To make a syscall, register a7 is set with the syscall number (a UVM32_SYSCALL_x) and a0, a1 are set with the syscall parameters. The response is returned in a2.
static uint32_t syscall(uint32_t id, uint32_t param1, uint32_t param2) {
register uint32_t a0 asm("a0") = (uint32_t)(param1);
register uint32_t a1 asm("a1") = (uint32_t)(param2);
register uint32_t a2 asm("a2");
register uint32_t a7 asm("a7") = (uint32_t)(id);
asm volatile (
"ecall"
: "=r"(a2) // output
: "r"(a7), "r"(a0), "r"(a1) // input
: "memory"
);
return a2;
}
The RISC-V SBI is not followed, a simpler approach is taken.
syscalls
There are two inbuilt syscalls used by uvm32, halt() and yield().
halt() tells the host that the program has ended normally. yield() tells the host that the program requires more instructions to be executed. Halt is handled internally and transitions the VM to UVM32_STATUS_ENDED, yield() is handled in the VM host like other syscalls.
Syscalls are handled in the host by reading the syscall identifier, then using the provided functions to get arguments and set a return response. Direct access to the VM's memory space is not allowed, to avoid memory corruption issues.

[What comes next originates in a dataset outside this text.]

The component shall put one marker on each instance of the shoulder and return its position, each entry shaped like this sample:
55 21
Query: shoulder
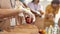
30 3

The following functions are used to access syscall parameters safely:
uint32_t uvm32_getval(uvm32_state_t *vmst, uvm32_evt_t *evt, uvm32_arg_t);
const char *uvm32_getcstr(uvm32_state_t *vmst, uvm32_evt_t *evt, uvm32_arg_t);
void uvm32_setval(uvm32_state_t *vmst, uvm32_evt_t *evt, uvm32_arg_t, uint32_t val);
uvm32_evt_syscall_buf_t uvm32_getbuf(uvm32_state_t *vmst, uvm32_evt_t *evt, uvm32_arg_t argPtr, uvm32_arg_t argLen);
Event driven operation
A useful pattern for code running in the VM is to be event-driven. In this setup the program requests blocks until woken up with a reason. This requires some support in the host, but can be implemented as follows.
In the VM code:
while(1) {
// ask host to suspend running until one of the following events
uint32_t wakeReason = yield(KEYPRESS_EVENT_MASK | MOUSE_EVENT_MASK | NETWORK_EVENT_MASK);
switch(wakeReason) {
...
}
}
In the host code:
uvm32_run(&vmst, &evt, 1000);
switch(evt.typ) {
case UVM32_EVT_SYSCALL:
switch(evt.data.syscall.code) {
case UVM32_SYSCALL_YIELD:
uint32_t events = uvm32_getval(&vmst, &evt, ARG0);
// do not call uvm32_run() again until something in the events set is triggered
break;
...
}
break;
...
}
Then, to wake the VM once an (eg. key) event has occurred
uvm32_setval(&vmst, &evt, RET, KEYPRESS_EVENT_MASK);
uvm32_run(&vmst, &evt, 1000);
Configuration
The uvm32 memory size is set at compile time with -DUVM32_MEMORY_SIZE=X (in bytes). A memory of 512 bytes will be sufficient for trivial programs.
Debugging
Binaries can be disassembled with
riscv64-elf-objdump -d -f hello-asm.elf
riscv64-elf-objdump -S -d -b binary -m riscv:rv32 -D -M no-aliases -f hello-asm.bin
License
This project is licensed under the MIT License. Feel free to use in research, products and embedded devices.